Niccolò Milanese – Chair of European Alternatives
Much of Europe will be in shock today that Brexit is actually happening. Europe must come to a rapid understanding of the current situation, and in this two principles need absolutely to be kept in mind.
Firstly, the reasons that motivated a majority in the UK to vote out of the European Union are not unique to the United Kingdom. The geographical distribution of the ‘remain’ and ‘leave’ votes in the UK, as well as the demographics and education levels, make it very clear that people are reacting to growing inequality, disempowerment and alienation, feeling of loss of democracy, as well as fear of foreigners. These sentiments are just as strong, if not stronger, in other parts of the European Union. They need to be met by a profound rethink of European Union policies and institutions, which both need to become much closer to the people they should work for. The policies and institutions must be matched by a moral renaissance in Europe, which asserts that all forms of xenophobia and hate are unacceptable, that shows solidarity internally and at its borders and generosity in its dealings with the world.
It is likely to be wishful thinking to suppose those currently in power will have the awareness to bring about this change of their own volition. The current political elites have failed and are failing in their responsibilities to govern in the public good. We as European citizens have the responsibility of bringing about the change. That likely means changing who is in power, and constitutional change of the way that power if wielded. Both must start from organizing transnationally to reclaim the European project: we need urgently to unite all those individuals and organisations who recognize the status quo is crumbling, and that a more democratic, equal and just European Union is the only realistic escape from a return back to dark parts of the continent’s past.

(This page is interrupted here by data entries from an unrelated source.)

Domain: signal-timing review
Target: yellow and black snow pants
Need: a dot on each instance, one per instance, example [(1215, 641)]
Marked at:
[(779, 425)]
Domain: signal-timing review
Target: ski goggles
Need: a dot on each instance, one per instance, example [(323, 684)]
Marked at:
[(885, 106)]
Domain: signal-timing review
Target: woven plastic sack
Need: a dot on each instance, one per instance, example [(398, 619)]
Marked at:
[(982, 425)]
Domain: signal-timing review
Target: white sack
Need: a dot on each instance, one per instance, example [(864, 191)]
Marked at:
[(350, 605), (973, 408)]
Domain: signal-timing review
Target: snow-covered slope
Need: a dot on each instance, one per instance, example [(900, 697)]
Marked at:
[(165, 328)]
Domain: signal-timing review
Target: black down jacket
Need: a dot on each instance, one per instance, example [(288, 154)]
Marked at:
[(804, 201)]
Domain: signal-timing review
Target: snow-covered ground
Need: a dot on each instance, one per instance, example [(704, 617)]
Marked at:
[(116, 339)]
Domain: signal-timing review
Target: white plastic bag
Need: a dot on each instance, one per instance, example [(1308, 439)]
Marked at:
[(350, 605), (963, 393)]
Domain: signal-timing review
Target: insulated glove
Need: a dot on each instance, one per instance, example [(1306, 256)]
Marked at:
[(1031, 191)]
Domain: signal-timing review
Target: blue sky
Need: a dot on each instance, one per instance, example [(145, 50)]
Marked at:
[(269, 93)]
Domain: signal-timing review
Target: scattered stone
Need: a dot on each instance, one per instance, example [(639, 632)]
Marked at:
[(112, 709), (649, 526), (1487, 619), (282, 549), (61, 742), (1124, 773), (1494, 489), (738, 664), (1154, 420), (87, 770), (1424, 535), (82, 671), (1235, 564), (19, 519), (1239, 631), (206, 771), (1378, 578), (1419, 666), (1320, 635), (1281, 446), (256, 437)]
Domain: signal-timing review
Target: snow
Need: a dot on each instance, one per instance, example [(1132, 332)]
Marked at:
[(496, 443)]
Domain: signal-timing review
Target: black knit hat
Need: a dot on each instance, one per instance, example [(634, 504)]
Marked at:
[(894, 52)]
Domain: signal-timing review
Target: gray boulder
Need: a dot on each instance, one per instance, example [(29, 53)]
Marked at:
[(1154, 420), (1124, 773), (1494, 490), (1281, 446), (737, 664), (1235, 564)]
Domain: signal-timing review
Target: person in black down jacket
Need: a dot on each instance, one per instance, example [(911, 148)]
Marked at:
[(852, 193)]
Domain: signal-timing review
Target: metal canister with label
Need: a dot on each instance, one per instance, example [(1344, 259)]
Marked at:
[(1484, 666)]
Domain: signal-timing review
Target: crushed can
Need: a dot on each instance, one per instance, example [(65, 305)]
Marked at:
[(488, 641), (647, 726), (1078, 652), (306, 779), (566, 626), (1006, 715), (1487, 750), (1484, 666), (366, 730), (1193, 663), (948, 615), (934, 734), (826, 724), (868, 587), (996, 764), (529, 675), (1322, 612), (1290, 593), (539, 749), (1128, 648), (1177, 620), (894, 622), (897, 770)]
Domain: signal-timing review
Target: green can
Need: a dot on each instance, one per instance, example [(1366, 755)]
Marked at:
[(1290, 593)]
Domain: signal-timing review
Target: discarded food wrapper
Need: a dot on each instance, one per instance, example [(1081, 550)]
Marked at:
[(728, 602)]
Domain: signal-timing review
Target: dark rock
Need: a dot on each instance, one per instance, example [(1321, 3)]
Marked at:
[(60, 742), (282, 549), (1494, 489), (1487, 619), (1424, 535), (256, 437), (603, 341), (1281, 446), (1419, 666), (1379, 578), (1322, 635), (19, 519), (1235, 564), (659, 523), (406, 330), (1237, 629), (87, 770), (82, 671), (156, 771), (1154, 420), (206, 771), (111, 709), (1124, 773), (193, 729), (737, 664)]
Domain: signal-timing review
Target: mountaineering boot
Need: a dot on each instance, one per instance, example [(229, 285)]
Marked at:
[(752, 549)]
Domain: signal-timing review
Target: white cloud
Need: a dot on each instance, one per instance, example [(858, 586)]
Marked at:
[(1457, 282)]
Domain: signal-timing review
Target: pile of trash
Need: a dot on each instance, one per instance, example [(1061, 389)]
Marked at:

Secondly, the European Union and all European countries must resist the temptation to punish the UK. There is an already audible temptation amongst the European decision makers to punish Britain for leaving the club. This would be an historic mistake. A powerful and bitter country resentful at its neighbours is potentially very dangerous, especially (as will be the case with the UK) if it is also undergoing profound internal constitutional change. The possibility of leaving the European Union exists in the treaties, this must be respected. There should be no special deal for the UK, but there should be no especially harsh treatment either. This also is about learning from Europe’s history.